In the pressure-driven bare nanocapillary format, we have previously separated diverse samples ranging from ssDNA and dsDNA fragments (a few to tens of thousands of base pairs)24 to small anionic or fluorescent dyes.27 One of the outstanding aspects of these separations has consistently been the paradoxical situation that the analytes elute before the void times of the column. Note that void times were assessed both from (a) the internal volume (πr2L) and the flow rate F as computed from the Poiseuille equation (F = (ΔPπr4)/(8ηL), see SI) and (b) from the retention time of MIOXB, an unretained dye. The two sets of data agreed well, confirming both the accuracy of the geometrical dimensions, the applicability of the Haagen-Poiseuille equation and lack of adsorption of the MIOXB probe on the capillary walls. We also conducted some experiments with a conventional HPLC pump and a splitter capillary; virtually the same results were obtained at the same flow rates. However, the use of the splitter requires use of much larger amounts of the purified protein samples and this was not further pursued.
Elution of analytes before the void time (as measured with a small unadsorbed probe molecule) is common in a number of chromatographic modes, these include hydrodynamic chromatography,28 size exclusion chromatography29 and ion exclusion chromatography.30 In previous work involving the separation of DNA molecules in a naocapillary25 we surmised that elution before the void time occurs because the negatively charge analytes are excluded from the regions near the negatively charged walls and stay closer to the center, thus experiencing a mean axial velocity greater than the mean velocity that includes zero velocity at the boundary layer and that corresponds to the void time. Accordingly, the quadruply negatively charged bis(2-carboxyethyl)- carboxyfluorescein was observed to elute before the fluorescein monoanions, that in turn eluted before neutral Rhodamine B; a theoretical model could account for this behavior.25 It was shown that if the capillary was coated with HPC to render the wall zeta potential essentially to zero, the above dyes could no longer be separated. In the present case, HPC coating does not alter the retention or the separation so a charge based exclusion cannot be the basis of separation in the present case.
We believe instead that the basis of separation in the present case lies elsewhere. There is an aspect of conducting chromatography of very large molecules in very small diameter columns that has not been discussed.
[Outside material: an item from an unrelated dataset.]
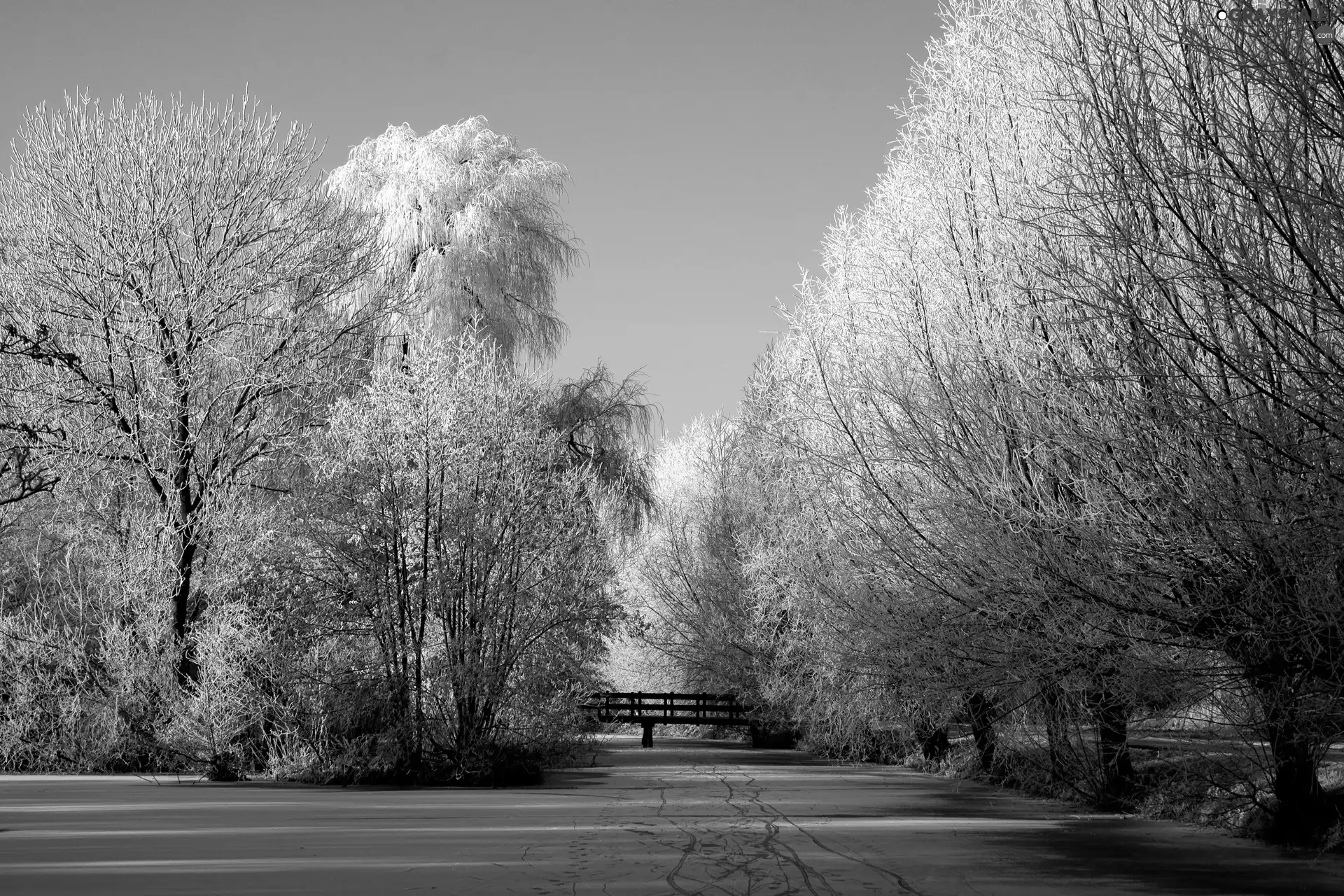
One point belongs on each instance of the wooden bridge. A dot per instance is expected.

Whereas a small molecule analyte is infinitesimally small relative to the bore of the column and can indeed truly experience being at the boundary wall, this is not the case when we consider a very large molecule in a very small diameter column. At the minimum, the effective column diameter in this case is the difference of the actual diameter and the hydrodynamic diameter of the molecule because that is the maximum extent of translation in the radial direction that the analyte can undergo. The Stokes diameter of GFP is ~5 nm (see SI). Minimally, while one end of the molecule is at the boundary wall, the other end will experience a velocity that corresponds to the axial velocity that is characteristic of the axial velocity 5 nm from the wall. If the molecule assumes a more elongated conformation in the flow-field than static solution or if the conformation of the molecule itself is dependent on the precise flow field it is experiencing (meaning that the conformation changes dynamically depending on radial position), this can provide a basis for separation. Admittedly, this is a hypothesis: much still needs to be done before the separation mechanism is fully elucidated.
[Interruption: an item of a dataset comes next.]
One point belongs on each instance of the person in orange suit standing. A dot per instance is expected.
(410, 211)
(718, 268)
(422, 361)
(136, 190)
We use this to illustrate typical behavior of a largely unretained protein31. Figure 2 is a chromatogram for the elution of rAcGFP1. The main panel shows the raw data that were acquired at 4 Hz. The inset (a) shows an abscissa-magnified view of the elution profile and a gaussian fit to the eluite peak while the inset (b) shows the same data except after processing through a 20-point moving average filter (n-point averaging was attempted for many values of n; n=20 is a compromise between improved S/N and decreasing column efficiency) that improves the S/N by ~3.5x, although some of loss of efficiency and peak height does occur. As observed in Figure 2, tR for rAcGFP1 is 21.3 min, the computed void time is 23.2 min (see SI). Because of uncertainties in temperature and capillary bore and the uniformity of the same, these values are not really distinguishable from each other. In fact, the retention behavior of rAcGFP1 was also investigated on an identical HPC-coated column; it produced results that were very similar to that for the bare capillary, suggesting that in this case charge on the capillary wall has little or no effect. This is true even though acGFP1 has a PI of 5.57-5.9932 and must be negatively charged in a medium containing 1 mM Na2B4O7.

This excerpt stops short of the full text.